Director of Public Prosecutions

Agency overview
- Formed: 1983
- Jurisdiction: Victoria (Australia)
- Minister responsible: The Hon Sonya Kilkenny, MP, Attorney-General of Victoria;
- Agency executives: Brendan Kissane KC, Director of Public Prosecutions; Diana Piekusis KC, Chief Crown Prosecutor;
- Parent agency: Department of Justice and Community Safety
- Website: http://opp.vic.gov.au
- Agency ID: PROV VA 2550

= Director of Public Prosecutions (Victoria) =

Victorian Government representative for the prosecution of criminal offences

The Victorian Director of Public Prosecutions (DPP) is the person responsible for conducting criminal proceedings for indictable offences on behalf of the Monarch of Australia. The role of the DPP is supported by the Crown Prosecutors' Chambers, led by the Chief Crown Prosecutor, and the Office of Public Prosecutions.

The role of DPP is an appointment made by the Governor of Victoria. Once appointed, they are responsible to the Attorney-General in relation to the exercise of their powers. It is the responsibilities of the DPP to ensure justice, fairness, that prosecutions are conducted in an effective, economic, and efficient manner, and that the prosecution system appropriately considers the concerns of victims of crime. The current DPP, Brendan Kissane , was appointed in 2024 after his predecessor, Kerri Judd , was made a judge of the Supreme Court of Victoria.

== Crown Prosecutors' Chambers ==
The Crown Prosecutors' Chambers is the chambers of barristers who represent the DPP when appearing before the court. The Crown Prosecutors' Chambers encompasses the Chief Crown Prosecutor (CCP), and Crown Prosecutors.

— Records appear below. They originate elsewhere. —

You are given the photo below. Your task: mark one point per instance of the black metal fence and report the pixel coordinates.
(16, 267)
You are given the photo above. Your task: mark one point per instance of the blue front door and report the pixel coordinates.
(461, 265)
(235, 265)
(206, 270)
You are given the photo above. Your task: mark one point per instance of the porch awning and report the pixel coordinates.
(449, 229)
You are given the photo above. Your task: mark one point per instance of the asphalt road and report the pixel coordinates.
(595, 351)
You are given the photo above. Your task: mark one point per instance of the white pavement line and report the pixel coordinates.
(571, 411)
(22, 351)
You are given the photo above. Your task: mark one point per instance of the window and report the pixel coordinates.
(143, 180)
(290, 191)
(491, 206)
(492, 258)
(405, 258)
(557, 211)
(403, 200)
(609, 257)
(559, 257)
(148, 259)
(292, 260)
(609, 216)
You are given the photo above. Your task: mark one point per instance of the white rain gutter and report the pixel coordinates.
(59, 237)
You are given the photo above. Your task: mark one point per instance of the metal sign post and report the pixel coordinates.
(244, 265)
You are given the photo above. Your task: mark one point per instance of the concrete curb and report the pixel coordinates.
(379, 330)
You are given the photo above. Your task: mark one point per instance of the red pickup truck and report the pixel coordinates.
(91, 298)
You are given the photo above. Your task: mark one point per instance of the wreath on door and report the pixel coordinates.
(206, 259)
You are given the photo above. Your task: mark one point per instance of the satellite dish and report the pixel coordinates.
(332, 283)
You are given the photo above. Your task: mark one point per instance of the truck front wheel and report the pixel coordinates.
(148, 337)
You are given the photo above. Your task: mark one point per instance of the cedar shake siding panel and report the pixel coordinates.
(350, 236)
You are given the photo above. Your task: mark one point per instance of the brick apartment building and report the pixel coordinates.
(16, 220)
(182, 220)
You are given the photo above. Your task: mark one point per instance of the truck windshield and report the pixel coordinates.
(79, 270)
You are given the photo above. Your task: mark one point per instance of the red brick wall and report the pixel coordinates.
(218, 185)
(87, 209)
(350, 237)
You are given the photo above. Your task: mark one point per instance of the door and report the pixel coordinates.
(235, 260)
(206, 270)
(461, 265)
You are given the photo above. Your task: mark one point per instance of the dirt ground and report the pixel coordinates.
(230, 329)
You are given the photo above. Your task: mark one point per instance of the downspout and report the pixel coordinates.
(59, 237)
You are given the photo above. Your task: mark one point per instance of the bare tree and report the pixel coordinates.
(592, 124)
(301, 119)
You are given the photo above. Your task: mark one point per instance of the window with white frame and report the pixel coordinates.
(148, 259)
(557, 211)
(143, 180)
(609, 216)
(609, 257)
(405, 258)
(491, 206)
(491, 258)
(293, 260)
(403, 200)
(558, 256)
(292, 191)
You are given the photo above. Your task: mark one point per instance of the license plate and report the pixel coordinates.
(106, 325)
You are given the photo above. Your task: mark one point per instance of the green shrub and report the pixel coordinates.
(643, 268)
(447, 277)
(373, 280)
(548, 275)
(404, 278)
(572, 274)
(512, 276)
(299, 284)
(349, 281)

=== Chief Crown Prosecutor ===
The CCP is appointed by the Governor of Victoria and is entrusted with tasks of instructing Crown Prosecutors at the direction of the DPP, ensuring the effective and economical function of the Crown Prosecutors' Chambers, and when complex cases arise, appears before the court on acting on the DPP's behalf.

The current Chief Crown Prosecutor is Diana Piekusis after her predecessor, Brendan Kissane , was appointed to the role of DPP. She is the first female in the role.

== Office of Public Prosecutions ==
The Office of Public Prosecutions (OPP) is a legal practice made up of solicitors, social workers, legal support staff, and corporate and executive staff. The main role of the OPP is to work on behalf of the DPP by preparing and conducting cases alongside a barrister from the Crown Prosecutors' Chambers. The OPP is Victoria's largest criminal legal practice.